Ich habe mich nach dem Angebot des Anbieters, mit Initiativen in Verbindung gesetzt die eine solche Funk-DSL Strecke selbst betreiben. Hier mal meine Zahlen bzw. Spinnereien.
Vorgabe:
In Kümps liegt DSL 16000 kbit/s. Wir, der Verein mietet 2x DSL 16 Mbit/s bei einem Anbieter. Der Anwohner der uns seine Leitung und sein Dach für die Einspeisung zur Verfügung stellt surft kostenlos mit.
Funkmasten:
Die Verteilung funktioniert über vier Masten (idealerweise auf Hausdächern), erster Mast Einspeisung in Kümps (Richtfunkantenne Richtung Scheuren 5,5 GHz), zweiter Mast Scheuren (Richtfunk-annahme und Weiterleitung nach Neschen mit 5,5 GHz, sowie Rundantenne zur Verteilung 2,4 GHz), dritter Mast Neschen (Richtfunk-annahme und Weiterleitung nach Busch mit 5,5 GHz, sowie Rundantenne zur Verteilung 2,4 GHz), vierter Mast Busch (Annahme Richtfunk sowie Rundantenne zur Verteilung 2,4 GHz. Die Aufsteller der Masten zahlen keine Monatliche Gebühr.
Geräte:
Am Einspeisepunkt Kümps wird ein spezieller Router zur Leitungsbündelung sowie zwei Modems verbaut. Die Richtfunkstrecken werden per Grid oder Flat-Panel-Richtfunkantennen sichergestellt. Die Rundantennen sind für die Verteilung auf die Haushalte bestimmt. Die Verteiler werden mit Dual-Accesspoints ausgestattet. Auf Seiten der Nutzer wird lediglich ein Client (z.B. Router von Linksys) sowie Außenantenne und Kabel benötigt.
Kosten:
Wenn wir von durchschnittlichen Anschaffungspreisen ausgehen liegen die Investitionen bei ca. 10.000 Euro um das Netzwerk lauffähig zu machen.

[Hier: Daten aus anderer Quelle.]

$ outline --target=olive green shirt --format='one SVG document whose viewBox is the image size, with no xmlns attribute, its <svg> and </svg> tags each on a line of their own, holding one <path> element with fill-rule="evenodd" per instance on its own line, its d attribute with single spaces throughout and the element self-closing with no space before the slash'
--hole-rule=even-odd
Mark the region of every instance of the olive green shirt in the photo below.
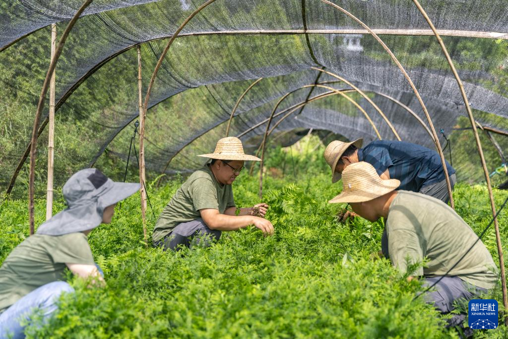
<svg viewBox="0 0 508 339">
<path fill-rule="evenodd" d="M 34 234 L 25 239 L 0 267 L 0 313 L 34 290 L 65 281 L 66 263 L 95 264 L 84 234 Z"/>
<path fill-rule="evenodd" d="M 399 191 L 386 220 L 388 252 L 402 272 L 409 262 L 428 262 L 414 275 L 443 275 L 478 239 L 460 217 L 440 200 L 421 193 Z M 497 279 L 492 257 L 479 240 L 448 275 L 490 289 Z"/>
<path fill-rule="evenodd" d="M 200 209 L 217 209 L 223 214 L 226 208 L 235 206 L 231 185 L 219 183 L 210 167 L 205 166 L 190 175 L 164 207 L 155 223 L 152 239 L 155 242 L 178 224 L 201 218 Z"/>
</svg>

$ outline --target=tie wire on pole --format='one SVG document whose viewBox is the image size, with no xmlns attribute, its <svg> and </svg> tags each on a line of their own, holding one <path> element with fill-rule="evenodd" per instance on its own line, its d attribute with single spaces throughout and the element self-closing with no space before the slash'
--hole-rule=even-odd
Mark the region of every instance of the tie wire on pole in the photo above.
<svg viewBox="0 0 508 339">
<path fill-rule="evenodd" d="M 446 140 L 446 143 L 444 144 L 444 147 L 443 147 L 443 151 L 446 149 L 447 147 L 449 147 L 448 150 L 450 151 L 450 166 L 453 166 L 453 162 L 452 161 L 452 143 L 450 142 L 450 139 L 447 138 L 446 135 L 444 134 L 444 129 L 441 129 L 439 130 L 439 133 L 440 133 L 443 137 L 444 138 L 444 140 Z"/>
<path fill-rule="evenodd" d="M 125 174 L 123 175 L 123 182 L 125 182 L 125 180 L 127 179 L 127 170 L 129 169 L 129 161 L 131 158 L 131 150 L 132 149 L 133 145 L 134 144 L 134 140 L 136 139 L 136 135 L 138 134 L 138 128 L 139 127 L 139 121 L 136 120 L 134 122 L 134 133 L 133 134 L 132 137 L 131 138 L 131 145 L 129 147 L 129 153 L 127 155 L 127 164 L 125 165 Z M 134 154 L 136 155 L 136 160 L 138 162 L 138 167 L 139 168 L 139 158 L 138 158 L 138 153 L 136 149 L 136 145 L 134 146 Z M 153 207 L 152 207 L 152 203 L 150 201 L 150 197 L 148 196 L 148 191 L 146 190 L 146 186 L 145 185 L 145 182 L 143 182 L 143 187 L 145 189 L 145 192 L 146 193 L 146 199 L 148 201 L 148 204 L 150 205 L 150 208 L 152 210 L 152 215 L 153 215 L 153 218 L 155 218 L 155 214 L 153 211 Z M 118 210 L 121 209 L 122 208 L 122 203 L 120 202 L 119 206 L 118 206 Z"/>
</svg>

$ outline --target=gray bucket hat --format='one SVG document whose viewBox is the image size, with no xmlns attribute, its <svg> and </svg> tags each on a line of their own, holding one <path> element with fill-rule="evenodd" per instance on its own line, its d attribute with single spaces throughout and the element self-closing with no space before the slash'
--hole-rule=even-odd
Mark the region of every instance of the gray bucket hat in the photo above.
<svg viewBox="0 0 508 339">
<path fill-rule="evenodd" d="M 96 168 L 81 170 L 62 189 L 68 207 L 41 225 L 38 234 L 61 235 L 95 228 L 104 209 L 139 190 L 141 185 L 116 182 Z"/>
</svg>

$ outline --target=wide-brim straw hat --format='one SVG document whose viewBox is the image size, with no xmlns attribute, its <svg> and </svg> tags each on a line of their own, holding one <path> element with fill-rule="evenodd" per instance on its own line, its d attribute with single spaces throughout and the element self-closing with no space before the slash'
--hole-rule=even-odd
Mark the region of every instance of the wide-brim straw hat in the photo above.
<svg viewBox="0 0 508 339">
<path fill-rule="evenodd" d="M 342 157 L 342 154 L 351 145 L 354 145 L 357 148 L 362 147 L 363 145 L 363 138 L 357 139 L 352 142 L 343 142 L 338 140 L 334 140 L 330 142 L 325 150 L 325 160 L 332 168 L 332 183 L 340 180 L 342 177 L 340 173 L 335 172 L 335 167 L 337 163 Z"/>
<path fill-rule="evenodd" d="M 383 180 L 372 165 L 360 161 L 345 168 L 342 172 L 342 192 L 328 202 L 368 201 L 392 192 L 400 184 L 397 179 Z"/>
<path fill-rule="evenodd" d="M 245 154 L 243 151 L 242 141 L 235 137 L 223 138 L 217 142 L 213 153 L 201 154 L 198 157 L 209 158 L 221 160 L 252 160 L 261 161 L 261 159 L 254 156 Z"/>
</svg>

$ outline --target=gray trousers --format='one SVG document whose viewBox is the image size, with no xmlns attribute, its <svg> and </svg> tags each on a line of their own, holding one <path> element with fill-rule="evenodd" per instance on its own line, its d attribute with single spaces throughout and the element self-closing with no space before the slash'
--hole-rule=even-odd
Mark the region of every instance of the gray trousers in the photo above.
<svg viewBox="0 0 508 339">
<path fill-rule="evenodd" d="M 430 286 L 440 278 L 426 278 L 423 286 L 426 288 Z M 433 304 L 434 307 L 441 314 L 447 314 L 455 309 L 454 301 L 467 303 L 471 299 L 478 297 L 487 291 L 485 289 L 468 284 L 458 276 L 445 276 L 423 297 L 427 302 Z M 451 318 L 447 320 L 448 322 L 447 327 L 459 326 L 463 328 L 462 323 L 465 318 L 465 314 L 455 314 Z"/>
<path fill-rule="evenodd" d="M 452 190 L 453 190 L 455 183 L 457 182 L 457 176 L 454 173 L 450 176 L 450 183 L 452 185 Z M 442 180 L 439 182 L 433 183 L 428 186 L 422 187 L 420 190 L 420 193 L 433 197 L 436 199 L 438 199 L 443 201 L 446 204 L 448 204 L 450 201 L 450 196 L 448 195 L 448 188 L 446 184 L 446 179 Z"/>
<path fill-rule="evenodd" d="M 218 240 L 221 234 L 221 231 L 210 229 L 200 218 L 178 224 L 171 232 L 153 244 L 156 247 L 163 246 L 164 251 L 168 249 L 178 251 L 183 246 L 190 248 L 195 245 L 208 247 L 214 241 Z"/>
</svg>

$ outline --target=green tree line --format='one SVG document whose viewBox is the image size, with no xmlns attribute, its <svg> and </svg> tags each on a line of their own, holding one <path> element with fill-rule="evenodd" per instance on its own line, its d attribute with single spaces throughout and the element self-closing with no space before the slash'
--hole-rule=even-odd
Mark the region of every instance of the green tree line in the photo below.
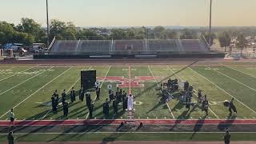
<svg viewBox="0 0 256 144">
<path fill-rule="evenodd" d="M 50 39 L 54 37 L 61 40 L 78 39 L 190 39 L 197 38 L 197 31 L 184 29 L 181 30 L 166 29 L 163 26 L 146 28 L 78 28 L 73 22 L 53 19 L 50 25 Z M 27 46 L 34 42 L 47 43 L 46 28 L 34 19 L 23 18 L 15 26 L 6 22 L 0 22 L 0 44 L 24 43 Z"/>
</svg>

Die Monatlichen kosten dürften bei ca. 150 Euro liegen.
Folgendes wäre denkbar:
100 schaltbare Anschlüsse mit einer min. Geschwindigkeit von 320 kbit/s, durchschnittlich mit 1-3 Mbit/s
Monatlich 15 Euro je Anschluß
Hardware für Nutzer ca. 150 Euro
120 Euro Investitionsumlage pro Nutzer, die im zweiten Jahr bei Gründungsnutzern mit 10 € pro Monat auf die Flatrate angerechnet werden, d.h. im zweiten Jahr kostet die Erstnutzer die Flatrate nur 5 Euro monatlich.
Die monatlichen Betriebskosten plus Rücklagenbildung werden von den Monatsbeiträgen abgedeckt. Die Investitionsumlage von späteren Anmeldungen wird ebenfalls zur Rücklagenbildung eingesetzt. Wenn ausreichend Rücklagen vorhanden sind (z. B. ehemalige Investitionssumme), werden die Monatsgebühren gesenkt. Die Monatsgebühren werden natürlich erst ab dem Tag des Anschlusses bezahlt.
Sobald wir 80 Nutzer erreichen ist die Anlage über Investitionsumlage finanziert, über die Monatsbeiträge amortisiert sich die Anlage nach ca.10 Monaten.
Rechtlich sind wir kein Reseller sondern bieten unseren Vereinsmitgliedern einen DSL-Zugang an.
Es sind erste Ideen die ich einfach mal zur Diskussion stellen will.
Andreas
Als Übergangslösung finde ich das nicht schlecht,
weil es relativ schnell realisierbar sein sollte.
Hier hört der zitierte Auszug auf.